町田を退団した後、スペインに行った時、自分のプレーがうまく出せなくて、試合に出られなくなった経験があるんです。ボールを簡単にとられたり、シュートも打てず、平凡な選手になっていった。
「こんなのは森岡薫じゃない」と思う一方で、「40歳になったから仕方がないよな」と思う自分もいる。メンタルコントロールができなくて、かなり悩みました。
若手の頃は特に、良い時と悪い時の波はどうしてもあるもの。そういう時に、どうすればいいかというのは自分の経験を話していきたいです。
──ただ、森岡選手はコーチではなく、今年1年は1人の選手として彼らと勝負をしなくちゃいけない立場でもある。
オーシャンカップの時は、ずっとベンチにいて、声を出すっていう経験をしました。Fリーグでは怪我以外ではピッチに立っているのは当たり前だったから、キツイなって思うこともありました。
でも、さっきも言ったみたいに義理とか人情とか、今までの結果でプレーしたいわけではないから、過去はもうリセットしてやってるつもりです。
「特別扱いをしない」とシュウさんにも言われているし、それを自分で望んだわけなので。この環境で、いち選手としてアピールしようという気持ちです。
──フットサル界の“キング”として君臨していた過去と比較されることについては?
みんなのなかにある森岡薫のイメージは28~33歳くらいのはず。前までだったら比較されるのはたぶん嫌だったと思うけど、今は比較されるのはしょうがないという気持ちでやってます。
ただ、「こんなものか」ってガッカリされるのは、悔しいんです(笑)。
シュウさんによく「怪我はしてほしくないし、そんなに追い込まなくても」って言われるけど、怪我を怖がって力を抜くことはできない。僕はそういう性格だし、同じ土俵でやってるなら、同じことをしないと。

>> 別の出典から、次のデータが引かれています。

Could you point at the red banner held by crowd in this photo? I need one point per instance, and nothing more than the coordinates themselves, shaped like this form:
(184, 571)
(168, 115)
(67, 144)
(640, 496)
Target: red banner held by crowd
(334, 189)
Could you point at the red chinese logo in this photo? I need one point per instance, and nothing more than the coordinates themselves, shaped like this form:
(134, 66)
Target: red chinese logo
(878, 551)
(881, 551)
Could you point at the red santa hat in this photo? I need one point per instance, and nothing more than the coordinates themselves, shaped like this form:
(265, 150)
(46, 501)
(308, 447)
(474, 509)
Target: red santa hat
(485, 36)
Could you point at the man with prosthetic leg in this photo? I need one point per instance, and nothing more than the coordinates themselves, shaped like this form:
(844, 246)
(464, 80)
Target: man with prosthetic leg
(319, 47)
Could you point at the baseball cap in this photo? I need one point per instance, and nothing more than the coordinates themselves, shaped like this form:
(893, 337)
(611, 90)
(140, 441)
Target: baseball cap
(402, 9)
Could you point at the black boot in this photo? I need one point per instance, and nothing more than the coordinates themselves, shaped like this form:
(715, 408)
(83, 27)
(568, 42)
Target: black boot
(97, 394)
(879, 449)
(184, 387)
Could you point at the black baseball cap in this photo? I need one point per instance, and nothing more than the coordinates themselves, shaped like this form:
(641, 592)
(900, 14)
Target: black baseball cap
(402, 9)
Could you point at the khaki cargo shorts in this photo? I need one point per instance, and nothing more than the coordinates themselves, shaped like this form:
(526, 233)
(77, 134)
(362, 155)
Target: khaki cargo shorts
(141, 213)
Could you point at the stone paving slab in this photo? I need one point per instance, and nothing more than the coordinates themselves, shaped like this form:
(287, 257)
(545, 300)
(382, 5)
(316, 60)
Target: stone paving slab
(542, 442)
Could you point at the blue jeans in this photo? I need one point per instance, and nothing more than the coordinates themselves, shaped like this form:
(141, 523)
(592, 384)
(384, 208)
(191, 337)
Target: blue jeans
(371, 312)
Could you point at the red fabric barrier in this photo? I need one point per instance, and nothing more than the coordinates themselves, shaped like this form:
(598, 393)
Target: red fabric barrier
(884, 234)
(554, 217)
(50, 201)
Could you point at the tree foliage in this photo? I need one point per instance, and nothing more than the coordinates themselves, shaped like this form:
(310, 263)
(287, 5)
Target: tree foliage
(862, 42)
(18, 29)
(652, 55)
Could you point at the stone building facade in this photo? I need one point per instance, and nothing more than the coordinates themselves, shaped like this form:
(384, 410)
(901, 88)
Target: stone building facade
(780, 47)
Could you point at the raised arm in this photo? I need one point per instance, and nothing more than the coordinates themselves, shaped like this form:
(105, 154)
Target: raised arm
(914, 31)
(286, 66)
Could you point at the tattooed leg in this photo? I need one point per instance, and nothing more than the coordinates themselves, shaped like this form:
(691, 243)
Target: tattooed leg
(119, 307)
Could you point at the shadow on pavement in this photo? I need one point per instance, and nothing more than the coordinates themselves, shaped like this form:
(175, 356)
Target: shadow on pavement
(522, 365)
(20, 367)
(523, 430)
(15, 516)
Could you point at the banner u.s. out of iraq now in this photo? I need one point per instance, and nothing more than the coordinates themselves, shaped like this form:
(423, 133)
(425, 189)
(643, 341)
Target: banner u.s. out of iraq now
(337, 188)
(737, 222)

エゴイストではなくなったかもしれない。でも、牙を抜かれたわけじゃないからね。
もう1年いけんじゃねぇかってなったら……
──なんだか、すごく楽しそうに見えます。
うん、今はすんげぇ燃えてるし、フットサルがめちゃくちゃ楽しい。
これまでは、早く寝るなんて時間がもったいないと思っていたけど、早く寝て、早く明日になって、練習して、試合にならないかなって毎日考えてます。
お酒も町田に来てからは飲んでないし、食事も気を遣っているし、こんな感覚は久しぶりですね。
──いつぐらいのときに戻った感覚ですか?
名古屋オーシャンズ時代の初期の頃ですかね。2時間、3時間しか動いてないのに、なんで1日休むのって思ってましたから。
今はちゃんと休みの重要性もわかってるけど、気持ちとしては練習したいから、朝が早くても全然苦じゃないです。
──若い選手たちと一緒にやることで若返ってるんじゃないですか?
僕が若手を励まさなきゃいけないのに、逆に励まされることもある。練習でしんどい時に声をかけてくれて。みんな、かわいくてしかたない。これまでは若い選手たちには「背中を見ておけ」みたいなスタンスだったけど、だいぶ変わってきている。
今でも丸くなったつもりもないし、紅白戦だってバチバチやって勝ちたい気持ちは変わらないけど、できるだけ周りに少しでもプラスになるために、力になりたいと思うし、少しでもいい思いをさせてあげたい。
そのためには、昔のままじゃダメだろうし、うまくギアチェンジしていかないと。謙虚に、謙虚に。
──森岡選手の口から「謙虚」という言葉が出てくる日がくるとは(笑)。
でも、この1年は、選手としてだけではなく、人としても成長できるのかなと思ってる。本当にいろんな意味で。
── フットサル選手・森岡薫としての最後の1年。ピッチの上で燃え尽きるまで、やりきってください。
うん。めっちゃ体動いて、めっちゃ点取って、もう1年いけんじゃねえかってなったらどうしよう。
──そうなりそうな気もしてます(笑)。